2020 is only gold stocks’ 5th summer out of all gold-bull-market years since 2001 where this sector has managed to decisively power above its summer-doldrums trading range. Previously after such breakouts in 2003, 2016, and 2019, gold stocks continued rallying on balance for the rests of those summers. That strong upside momentum continued to attract in enough new buyers to keep driving gold and gold stocks higher.
So history suggests gold stocks’ current upleg driven by strong gold investment demand is likely to persist even during summer. Traders love chasing winners, and will happily ride upside momentum and ignore everything else including seasonals. The exception to this summer-breakout-momentum precedent was 2005, when gold stocks broke out then soon returned to trend.

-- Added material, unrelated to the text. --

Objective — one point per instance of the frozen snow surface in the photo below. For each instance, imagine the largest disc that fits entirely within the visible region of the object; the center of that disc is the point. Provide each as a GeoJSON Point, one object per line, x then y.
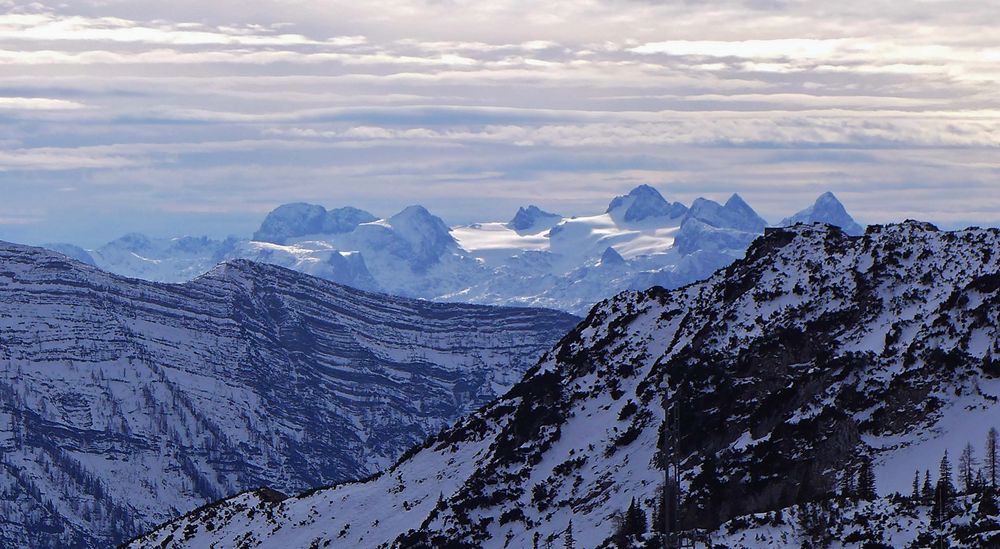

But all that happened much later in August.
Despite gold stocks blasting higher in recent weeks, there’s no reason yet to expect an imminent upleg failure. While they could roll over into a correction anytime, key indicators flagging the ends of historical major uplegs aren’t flashing warnings so far. That argues the gold stocks still have plenty of room to run higher yet. Thus any GDX pullbacks can be used as opportunities to add positions in excellent gold stocks.
The bottom line is despite gold stocks blasting higher, their upleg likely still hasn’t run its course yet. The majority of their massive post-panic gains were merely a mean reversion out of extreme anomalous lows. The gold stocks haven’t outperformed gold normally year-to-date, they aren’t super-overbought, investors are still buying gold, and speculators haven’t exhausted their gold-futures-buying firepower in this upleg.
All this is bullish for gold stocks in coming months. While their Q2 results will be somewhat impaired due to COVID-19 disruptions, their earnings-growth potential in future quarters is enormous with these higher prevailing gold prices. And counter-seasonal gold-stock summer breakouts usually keep rallying on momentum buying instead of rolling over. This sector’s odds of keeping marching higher on balance look good.